В дополнение к привычным ощущениям в паху в этот день Хью отметил, что у него еще и учащалось дыхание, когда мистер Горслайн застывал за спиной.

После работы он зашел в маленький бар на Лексингтон-авеню, в котором трижды в неделю встречался с Джин. Она его ждала, допивая первый стаканчик виски. Он сел рядом, приветствуя, сжал руку. Они любили друг друга уже одиннадцать лет, но он поцеловал ее лишь однажды (в День победы), потому что когда-то она училась с Нарцисс в колледже в одной группе и еще на ранних стадиях своего романа они решили не опускаться до греха.

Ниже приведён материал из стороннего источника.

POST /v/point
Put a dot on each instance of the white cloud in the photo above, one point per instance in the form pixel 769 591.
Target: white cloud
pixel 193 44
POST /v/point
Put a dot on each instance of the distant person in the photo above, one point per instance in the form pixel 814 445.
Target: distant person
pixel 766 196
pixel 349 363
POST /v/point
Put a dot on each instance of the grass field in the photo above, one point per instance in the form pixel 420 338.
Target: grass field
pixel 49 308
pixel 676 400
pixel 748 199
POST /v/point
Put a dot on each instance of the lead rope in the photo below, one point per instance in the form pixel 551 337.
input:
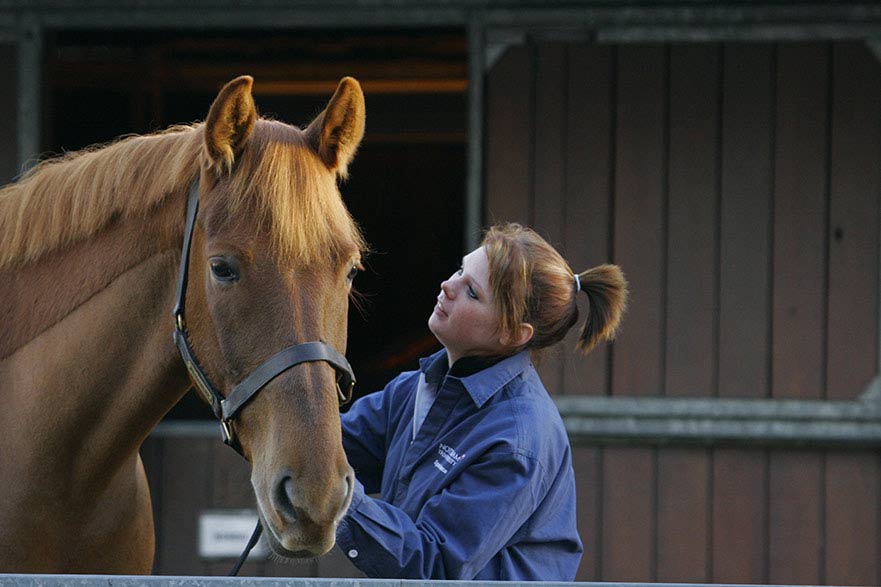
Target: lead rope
pixel 252 542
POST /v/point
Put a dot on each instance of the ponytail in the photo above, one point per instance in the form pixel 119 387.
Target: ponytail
pixel 606 291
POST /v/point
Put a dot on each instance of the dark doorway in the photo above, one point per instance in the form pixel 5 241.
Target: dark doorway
pixel 406 186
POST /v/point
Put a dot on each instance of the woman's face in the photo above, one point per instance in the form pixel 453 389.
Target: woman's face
pixel 464 318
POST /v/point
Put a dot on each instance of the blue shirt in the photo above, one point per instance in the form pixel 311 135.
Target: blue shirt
pixel 484 490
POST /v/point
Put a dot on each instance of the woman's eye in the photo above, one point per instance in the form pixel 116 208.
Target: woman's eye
pixel 223 271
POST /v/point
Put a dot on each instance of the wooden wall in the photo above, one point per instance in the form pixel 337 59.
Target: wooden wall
pixel 738 187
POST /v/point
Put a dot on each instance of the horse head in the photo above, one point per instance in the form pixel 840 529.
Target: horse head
pixel 272 259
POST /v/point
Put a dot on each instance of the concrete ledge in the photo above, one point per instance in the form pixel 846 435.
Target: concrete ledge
pixel 147 581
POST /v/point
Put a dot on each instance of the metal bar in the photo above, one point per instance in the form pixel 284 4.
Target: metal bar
pixel 749 422
pixel 720 421
pixel 30 79
pixel 474 181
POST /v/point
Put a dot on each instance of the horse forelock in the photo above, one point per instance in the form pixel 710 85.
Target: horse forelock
pixel 69 198
pixel 279 179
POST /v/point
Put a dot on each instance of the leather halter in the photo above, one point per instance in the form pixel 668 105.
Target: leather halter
pixel 226 408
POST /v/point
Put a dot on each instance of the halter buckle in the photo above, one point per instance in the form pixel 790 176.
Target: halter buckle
pixel 342 396
pixel 227 432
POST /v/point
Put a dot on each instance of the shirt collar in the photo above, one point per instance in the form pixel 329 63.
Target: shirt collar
pixel 481 385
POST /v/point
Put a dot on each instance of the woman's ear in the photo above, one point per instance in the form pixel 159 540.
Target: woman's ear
pixel 522 335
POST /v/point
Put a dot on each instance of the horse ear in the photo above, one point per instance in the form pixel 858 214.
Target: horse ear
pixel 230 122
pixel 336 133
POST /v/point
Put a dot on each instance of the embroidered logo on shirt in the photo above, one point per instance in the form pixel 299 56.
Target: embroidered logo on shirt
pixel 448 455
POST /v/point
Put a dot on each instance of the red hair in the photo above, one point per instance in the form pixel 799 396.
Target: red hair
pixel 532 283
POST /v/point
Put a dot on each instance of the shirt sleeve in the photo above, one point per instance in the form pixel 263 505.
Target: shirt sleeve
pixel 457 531
pixel 365 428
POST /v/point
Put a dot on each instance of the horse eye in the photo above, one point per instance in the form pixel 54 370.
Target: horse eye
pixel 223 271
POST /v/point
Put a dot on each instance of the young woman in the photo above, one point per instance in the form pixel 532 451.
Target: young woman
pixel 469 454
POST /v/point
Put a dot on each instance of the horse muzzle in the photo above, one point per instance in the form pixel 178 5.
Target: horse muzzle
pixel 299 525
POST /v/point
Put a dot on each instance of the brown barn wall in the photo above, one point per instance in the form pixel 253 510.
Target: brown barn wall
pixel 738 187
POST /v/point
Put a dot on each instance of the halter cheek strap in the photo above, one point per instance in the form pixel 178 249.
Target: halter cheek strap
pixel 226 409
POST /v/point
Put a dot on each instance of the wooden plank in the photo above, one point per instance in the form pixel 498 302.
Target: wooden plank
pixel 745 220
pixel 587 462
pixel 549 172
pixel 692 221
pixel 683 515
pixel 799 300
pixel 795 548
pixel 639 242
pixel 628 528
pixel 691 339
pixel 509 108
pixel 853 208
pixel 800 179
pixel 587 229
pixel 853 518
pixel 740 516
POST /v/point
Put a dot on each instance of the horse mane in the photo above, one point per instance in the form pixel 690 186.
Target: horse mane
pixel 69 198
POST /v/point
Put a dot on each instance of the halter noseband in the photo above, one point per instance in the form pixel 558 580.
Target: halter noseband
pixel 226 409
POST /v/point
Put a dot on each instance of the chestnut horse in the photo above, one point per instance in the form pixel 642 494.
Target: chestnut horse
pixel 90 247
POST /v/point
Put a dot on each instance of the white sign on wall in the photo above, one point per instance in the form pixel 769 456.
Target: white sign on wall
pixel 225 533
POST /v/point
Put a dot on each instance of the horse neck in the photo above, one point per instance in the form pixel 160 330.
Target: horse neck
pixel 89 365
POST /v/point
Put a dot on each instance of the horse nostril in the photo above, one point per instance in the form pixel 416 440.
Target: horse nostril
pixel 283 498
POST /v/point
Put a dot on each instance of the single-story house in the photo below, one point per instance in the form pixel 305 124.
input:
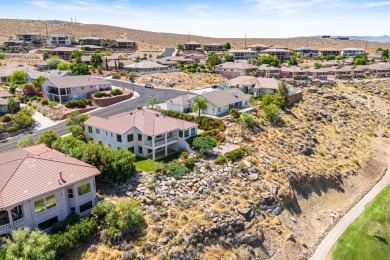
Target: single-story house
pixel 268 71
pixel 282 54
pixel 63 89
pixel 235 69
pixel 213 47
pixel 221 101
pixel 328 51
pixel 145 66
pixel 245 54
pixel 145 132
pixel 258 47
pixel 33 74
pixel 124 44
pixel 254 85
pixel 293 72
pixel 41 186
pixel 91 40
pixel 192 46
pixel 352 51
pixel 181 103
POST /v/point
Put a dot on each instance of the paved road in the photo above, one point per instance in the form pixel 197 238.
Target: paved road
pixel 162 95
pixel 326 245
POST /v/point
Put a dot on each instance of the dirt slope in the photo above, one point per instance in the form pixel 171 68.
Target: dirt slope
pixel 153 40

Джин, высокая, величественного вида женщина, выглядела очень моложаво, возможно, потому, что жизнь ее не баловала и приходилось вертеться. Они встречались в маленьких грустных барах на исходе дня, тихо, с ностальгическими нотками говорили о том, что все могло бы быть по-другому. На начальном этапе романа разговор у них шел веселее, на полчаса, а то и дольше к Хью возвращались оптимизм и уверенность, присущие ему в годы учебы в колледже, где он считался одним из лучших студентов, до того как ему стало ясно, что блестящая память, талант, ум и удача совсем не обязательно идут рука об руку.

– Я думаю, в самое ближайшее время мы должны положить этому конец, – говорила Джин, пока Хью маленькими глотками пил виски. – Ни к чему это привести не может, а меня все больше мучает совесть. Я чувствую себя виноватой. А ты?

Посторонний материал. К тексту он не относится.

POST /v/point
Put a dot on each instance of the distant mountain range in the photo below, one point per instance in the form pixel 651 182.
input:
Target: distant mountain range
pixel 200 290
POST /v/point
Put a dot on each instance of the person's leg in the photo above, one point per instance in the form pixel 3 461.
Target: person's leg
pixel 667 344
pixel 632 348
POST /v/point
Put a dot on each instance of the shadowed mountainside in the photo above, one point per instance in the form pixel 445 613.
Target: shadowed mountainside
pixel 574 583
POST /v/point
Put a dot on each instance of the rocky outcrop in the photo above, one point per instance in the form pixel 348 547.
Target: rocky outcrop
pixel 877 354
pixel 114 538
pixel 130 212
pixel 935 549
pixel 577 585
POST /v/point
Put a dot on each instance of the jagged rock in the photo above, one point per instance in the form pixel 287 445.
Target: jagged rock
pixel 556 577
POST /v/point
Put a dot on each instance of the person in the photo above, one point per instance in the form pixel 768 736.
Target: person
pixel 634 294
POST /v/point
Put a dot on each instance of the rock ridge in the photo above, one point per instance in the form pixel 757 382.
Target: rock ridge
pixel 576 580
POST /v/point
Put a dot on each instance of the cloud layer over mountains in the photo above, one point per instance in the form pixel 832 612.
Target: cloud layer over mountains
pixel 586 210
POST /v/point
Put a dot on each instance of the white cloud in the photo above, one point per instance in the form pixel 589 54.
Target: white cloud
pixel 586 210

Ранее у Хью даже не возникало таких мыслей. Вину он мог чувствовать разве что за поцелуй в День победы. Но после слов Джин он вдруг понял, что отныне чувство вины не покинет его, оно будет возникать всякий раз при их встречах в баре.

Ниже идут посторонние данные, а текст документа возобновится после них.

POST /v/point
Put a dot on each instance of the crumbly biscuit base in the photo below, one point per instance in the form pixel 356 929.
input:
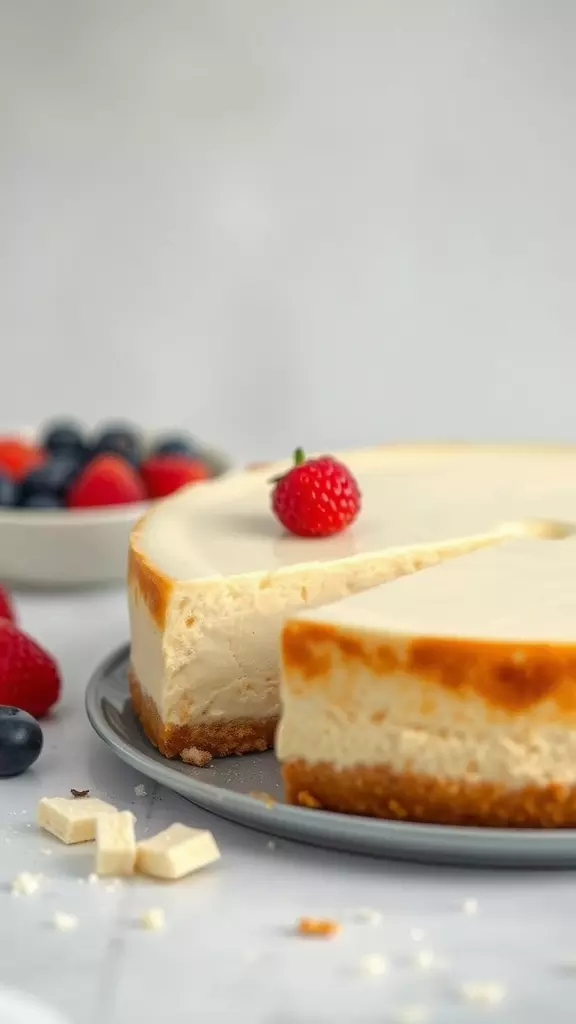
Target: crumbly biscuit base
pixel 378 792
pixel 220 739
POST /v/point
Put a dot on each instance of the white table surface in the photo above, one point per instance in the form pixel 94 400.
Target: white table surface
pixel 229 950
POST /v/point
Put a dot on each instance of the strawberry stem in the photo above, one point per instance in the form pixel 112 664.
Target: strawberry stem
pixel 298 457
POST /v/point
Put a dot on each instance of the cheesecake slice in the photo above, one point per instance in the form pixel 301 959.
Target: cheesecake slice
pixel 448 696
pixel 212 576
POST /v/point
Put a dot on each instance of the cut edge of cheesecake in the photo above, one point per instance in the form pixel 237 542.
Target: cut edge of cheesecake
pixel 167 708
pixel 397 712
pixel 167 723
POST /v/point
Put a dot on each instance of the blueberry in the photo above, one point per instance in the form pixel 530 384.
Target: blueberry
pixel 53 477
pixel 42 500
pixel 21 740
pixel 7 492
pixel 64 436
pixel 177 444
pixel 120 439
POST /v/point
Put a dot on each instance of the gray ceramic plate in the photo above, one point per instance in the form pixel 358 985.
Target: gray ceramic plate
pixel 225 786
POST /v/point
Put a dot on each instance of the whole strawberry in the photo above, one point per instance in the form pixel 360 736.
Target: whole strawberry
pixel 108 479
pixel 29 676
pixel 317 497
pixel 162 474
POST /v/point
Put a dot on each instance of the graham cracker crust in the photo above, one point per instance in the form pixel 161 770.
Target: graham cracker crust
pixel 221 739
pixel 377 792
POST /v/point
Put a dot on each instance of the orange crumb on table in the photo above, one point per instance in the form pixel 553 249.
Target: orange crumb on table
pixel 305 799
pixel 322 928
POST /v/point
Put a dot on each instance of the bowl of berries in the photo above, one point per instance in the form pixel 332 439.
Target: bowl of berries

– Да. – Голос его переполняла печаль. – Наверное, ты права.

– Я собираюсь уехать на лето, – продолжала Джин. – В июле. А по возвращении больше не буду с тобой встречаться.

Хью тоскливо кивнул. До лета еще пять месяцев, но ощущение пустоты возникло мгновенно.

Ему пришлось стоять и по дороге домой. Народу в вагон набилось столько, что он даже не мог перевернуть страницу газеты. Хью читал и перечитывал одну и ту же статью, думая: «Как же хорошо, что я не президент».

В вагоне было жарко, зажатый среди других пассажиров, он чувствовал себя толстым и неуклюжим и вдруг понял, что действительно набрал лишний вес. Это ему совершенно не нравилось. А потом, перед тем как поезд остановился на Двести сорок второй улице, он вспомнил, что оставил сумочку из крокодиловой кожи на своем столе. От ужаса пересохло в горле и задрожали колени. Не хотелось даже думать о том, что его ждет дома, если он переступит порог с пустыми руками. Укоризненные взгляды, невысказанные упреки, наверняка слезы. И дело было совсем не в том, что он не доверял женщине, которая убирала его кабинет и однажды (3 ноября 1950 года) украла из верхнего правого ящика, в этом он мог поклясться, марки авиапочты на сумму один доллар тридцать центов. Нет, стоя в уже опустевшем вагоне, Хью пришлось признать, что за один-единственный день он дважды что-то забыл. А ведь он не мог припомнить, чтобы с ним такое случалось.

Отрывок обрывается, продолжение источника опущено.